I will be the first to say that I do enjoy the fact that there are so many more outlets to get autographs than there was Twenty years ago. It is easy to find cards and memorabilia on trade sites like sportscardforum, sports league sites, individual player sites, auctions and retailers who specialize in autographs. It is common to be able to pull autographed cards out of even the low end card sets. The number of places to obtain autographs seems to point to a strong market now, but the amount of product being signed to keep these places going must effect the long term value. The market is getting so saturated already that I have purchased autograph cards for only a dollar from some card dealers at shows and in their shops. I have seen many autographed cards go unsold for a dollar on the most popular online auction site. I collect most of my autographs via through the mail requests and have found that I can get some players I want cheaper at my local card shop in the bargain bin!

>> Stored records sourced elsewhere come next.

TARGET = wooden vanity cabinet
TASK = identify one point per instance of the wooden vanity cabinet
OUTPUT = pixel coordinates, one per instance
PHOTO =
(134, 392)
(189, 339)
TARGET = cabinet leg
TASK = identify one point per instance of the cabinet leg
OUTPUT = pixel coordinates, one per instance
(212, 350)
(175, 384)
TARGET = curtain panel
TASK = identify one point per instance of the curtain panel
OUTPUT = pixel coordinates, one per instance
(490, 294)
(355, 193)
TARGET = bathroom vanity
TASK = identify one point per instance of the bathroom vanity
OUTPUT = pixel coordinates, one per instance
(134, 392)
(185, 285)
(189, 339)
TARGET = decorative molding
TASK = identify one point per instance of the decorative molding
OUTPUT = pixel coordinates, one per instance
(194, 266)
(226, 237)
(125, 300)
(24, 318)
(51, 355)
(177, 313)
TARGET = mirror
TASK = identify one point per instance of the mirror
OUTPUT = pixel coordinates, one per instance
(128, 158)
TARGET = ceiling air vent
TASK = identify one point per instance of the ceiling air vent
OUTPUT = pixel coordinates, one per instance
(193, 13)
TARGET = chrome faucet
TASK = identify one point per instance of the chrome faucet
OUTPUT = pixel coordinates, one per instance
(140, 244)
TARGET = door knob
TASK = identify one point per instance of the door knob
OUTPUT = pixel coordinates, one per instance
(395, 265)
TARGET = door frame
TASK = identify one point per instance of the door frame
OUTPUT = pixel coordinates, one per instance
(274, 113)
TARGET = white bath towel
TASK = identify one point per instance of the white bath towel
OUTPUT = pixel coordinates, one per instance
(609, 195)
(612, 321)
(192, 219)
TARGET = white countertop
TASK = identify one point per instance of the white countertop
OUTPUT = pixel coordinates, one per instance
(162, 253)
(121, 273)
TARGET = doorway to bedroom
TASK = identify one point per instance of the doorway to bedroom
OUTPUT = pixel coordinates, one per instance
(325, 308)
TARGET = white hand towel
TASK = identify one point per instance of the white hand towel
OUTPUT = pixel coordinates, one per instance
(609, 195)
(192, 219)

Autographs still do hold a special place for most sports card collectors out there. It is easy to see when you attempt to trade your cards. See how often that you can trade your regular issue rookie cards or even material cards for an autograph someone has put up for trade on one of the trade sites. Some traders will actually be offended with the suggestion of trading a Forty Dollar rookie card for a autograph they listed that books half of that amount. It shows that the demand for autographs are still stronger than the rookie card market that has driven our hobby for years.
I have heard a disturbing new trend in our education system that could change the autograph community forever. Some school systems are now only spending a year teaching cursive writing and do not require students to use it afterwards. It seems that with the widespread use of computers that printing matches up better for students needs. The printed letters correspond better to the real world use of email and word processing skills. Handwritten letters seem to be becoming a thing of the past. Check your mailbox and look at how many items you have that are computer generated now. It is scary to think that in another Twenty years that young players may be printing autographs instead of the cursive signatures we have now. Will the next group of collectors coming up have an interest in autographed items? I hope that they do.
Why do we collect autographs in the first place? Why does a person scribbling something on an item make it worth more? That answer is a varied as the number of us out there who collect autographs in the first place. I think part of it is having an item that was once in the hands of that player. It can be the value for some of us. In person autographs is an memory of the actual meeting with that star. It also can be the thrill of the chase. I love theme autograph collectors. It is great to see an entire autographed card set, a large collection of your team, winners of certain awards or a collection of players who have hit a milestone. I personally have started working on getting a signed card from each member of the 1986 Mets team. Many people would assign no value to a Mookie Wilson autographed card, but it would be key to that collection to me. The reason we collect autographs is that we find enjoyment of some sort out of it.
I started asking basically if autographs will eventually die out as a collectible. I can not say that the value will remain high for any particular player, but the current demand seems to point that autographs are going no where too soon. Honestly many of us would be happy if supply drove down the prices even further as it would allow us to collect more of them for less. The hobby will be around as long as we enjoy collecting them. I just hope that when the time comes that I pass my autographs to my children that they find enjoyment in them as well.